Animators previously used what we called ‘production packages’ : we used blenderaid to pull out dependencies and make a zipped bundle of all the file the animator needed, this was:

  1. impractical to do updates on rigs/etc. while an animator was working
  2. hardcoded to anim files (though I could have fixed this)
  3. needed to ask the animator to send back work in progress for lighting tests.

So we found sparkleshare ! Sparkleshare can be best thought of as a dropbox clone with a git backend. A while ago I looked at it, but it only had a linux client; now that it gained windows and mac clients, we migrated from the production package way to sparkleshare, and away from blenderaid to the blender python api. Now we have the following advantages:

  1. one click (on my end) to create a package for *any file* in the production tree – with a choice of including or excluding image files, and the possibility of adding more files easily to the same package.
  2. user on the end has to click twice, and enter two bits of information.
  3. end user experience after that resembles dropbox. updating rigs means just dropping them into the share, and we can get wip files at any time without having to ask.

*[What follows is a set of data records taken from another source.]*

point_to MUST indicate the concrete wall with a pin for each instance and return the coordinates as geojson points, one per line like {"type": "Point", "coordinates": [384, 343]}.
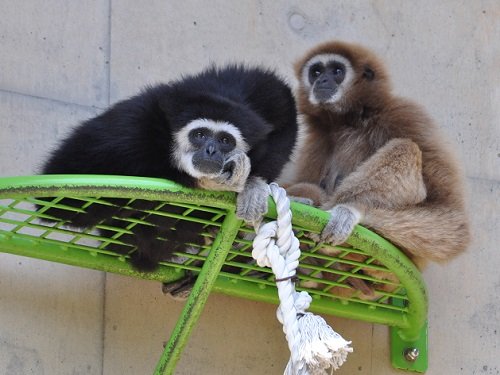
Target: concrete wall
{"type": "Point", "coordinates": [64, 61]}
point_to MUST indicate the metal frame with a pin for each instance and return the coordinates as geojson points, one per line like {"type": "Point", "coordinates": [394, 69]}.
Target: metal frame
{"type": "Point", "coordinates": [405, 312]}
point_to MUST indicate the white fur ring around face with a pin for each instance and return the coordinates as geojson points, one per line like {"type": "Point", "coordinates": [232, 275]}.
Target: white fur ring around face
{"type": "Point", "coordinates": [342, 221]}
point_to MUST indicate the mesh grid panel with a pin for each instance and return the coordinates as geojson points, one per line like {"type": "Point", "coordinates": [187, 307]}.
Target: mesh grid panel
{"type": "Point", "coordinates": [341, 272]}
{"type": "Point", "coordinates": [99, 222]}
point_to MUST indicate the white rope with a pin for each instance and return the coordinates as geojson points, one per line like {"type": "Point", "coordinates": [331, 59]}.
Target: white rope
{"type": "Point", "coordinates": [314, 346]}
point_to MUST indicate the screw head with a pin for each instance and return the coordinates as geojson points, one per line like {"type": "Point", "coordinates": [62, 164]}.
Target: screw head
{"type": "Point", "coordinates": [411, 354]}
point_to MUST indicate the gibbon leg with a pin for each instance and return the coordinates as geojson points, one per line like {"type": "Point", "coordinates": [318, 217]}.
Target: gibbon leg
{"type": "Point", "coordinates": [391, 178]}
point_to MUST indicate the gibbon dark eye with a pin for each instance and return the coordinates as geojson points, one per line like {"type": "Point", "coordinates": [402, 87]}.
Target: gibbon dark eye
{"type": "Point", "coordinates": [315, 71]}
{"type": "Point", "coordinates": [198, 136]}
{"type": "Point", "coordinates": [226, 141]}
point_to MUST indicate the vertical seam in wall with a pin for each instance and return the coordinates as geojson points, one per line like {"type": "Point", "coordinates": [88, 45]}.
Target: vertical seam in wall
{"type": "Point", "coordinates": [104, 279]}
{"type": "Point", "coordinates": [109, 51]}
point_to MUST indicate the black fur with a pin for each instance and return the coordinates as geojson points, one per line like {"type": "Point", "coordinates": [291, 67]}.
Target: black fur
{"type": "Point", "coordinates": [135, 137]}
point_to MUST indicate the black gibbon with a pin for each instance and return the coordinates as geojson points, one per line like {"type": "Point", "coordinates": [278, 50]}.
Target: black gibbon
{"type": "Point", "coordinates": [231, 128]}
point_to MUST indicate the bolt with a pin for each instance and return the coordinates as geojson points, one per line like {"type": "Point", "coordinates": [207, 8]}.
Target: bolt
{"type": "Point", "coordinates": [411, 354]}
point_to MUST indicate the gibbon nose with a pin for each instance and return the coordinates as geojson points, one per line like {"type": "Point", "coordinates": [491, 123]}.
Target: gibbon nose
{"type": "Point", "coordinates": [210, 149]}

Is it perfect? we found some issues (where else) on Windows, where there was no SSH client available (luckily one of our interns- Arindam Mondal) figured out how to use Putty and wrote an extensive Howto , and we also found that Windows XP is not supported. I’m frankly stunned that anyone is still using XP though 😉

 

  1. What a great success story and so excellent that you’ve been able to grow the team. I’m glad to have been some part of it.

  2. which reminds me to pitch in on your own project )

  3. Hey thanks. Pitch in or not, but if your 1,000 backers also backed my project … I’d be in business!!

  4. Huge thanks for documenting this! We are going to need very similar capabilities!

  5. terry, interested in the addon for publishing packages from blender?